Comment

Sexual assault and me

I was twelve years old when I was sexually assaulted.

I had barely hit puberty and, aside from an embarrassing crush on Daniel Radcliffe, had no interest in the opposite sex.

But on one summer’s evening in less than a minute, I had been swiftly robbed of my adolescent innocence.

Something changed on that day; I was no longer a child excited about the world. I was an affected almost-teenager with a broken view on what it meant to be female.

When I got home, I silently sobbed myself to sleep. I was suffocated by shame. The experience made me believe that I didn’t own my body. Rather, it was only really there for other people to take.

There was only one person I blamed: myself.  I was still a child, and didn’t know any other way. If only I hadn’t been in that room at that time. If only I hadn’t gone to that party. If only.

Many years passed before I began to process what had happened. As the dust settled, I challenged myself: why did I feel ashamed?

It didn’t take long to find an answer: society told me I should be. I was at university at the time, and the normalisation of sexual assault was rife.

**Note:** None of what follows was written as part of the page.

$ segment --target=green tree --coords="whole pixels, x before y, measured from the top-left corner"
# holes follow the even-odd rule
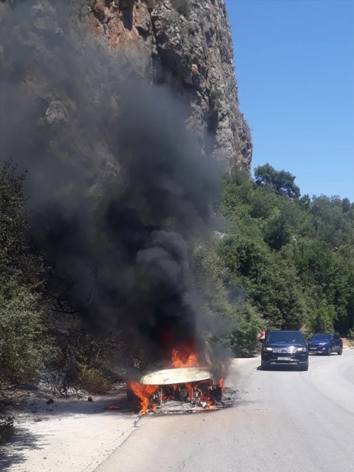
[[[257,184],[268,185],[278,195],[287,195],[291,198],[300,196],[300,189],[294,183],[296,176],[284,170],[276,170],[268,162],[255,169],[254,177]]]
[[[0,169],[0,384],[34,379],[49,359],[43,295],[45,271],[30,251],[24,211],[26,175],[6,162]]]
[[[334,323],[337,319],[336,309],[333,305],[328,305],[325,299],[322,300],[319,306],[310,314],[308,329],[311,334],[333,333]]]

Take the widely known ‘joke’ amongst peers: “it’s not rape if you shout surprise!”; the student in my block who kept a notebook – complete with rating system – of every sexual conquest; the original UniLad website, pitching itself as the “number one… guide to getting laid” (which featured a story of a man who, during intercourse, smashes a woman’s face into a wall “to knock some sense into her”)…

These are just a few examples of how women’s bodies are there to be judged, used and abused. A rape culture that my well-to-do, redbrick university was flooded with.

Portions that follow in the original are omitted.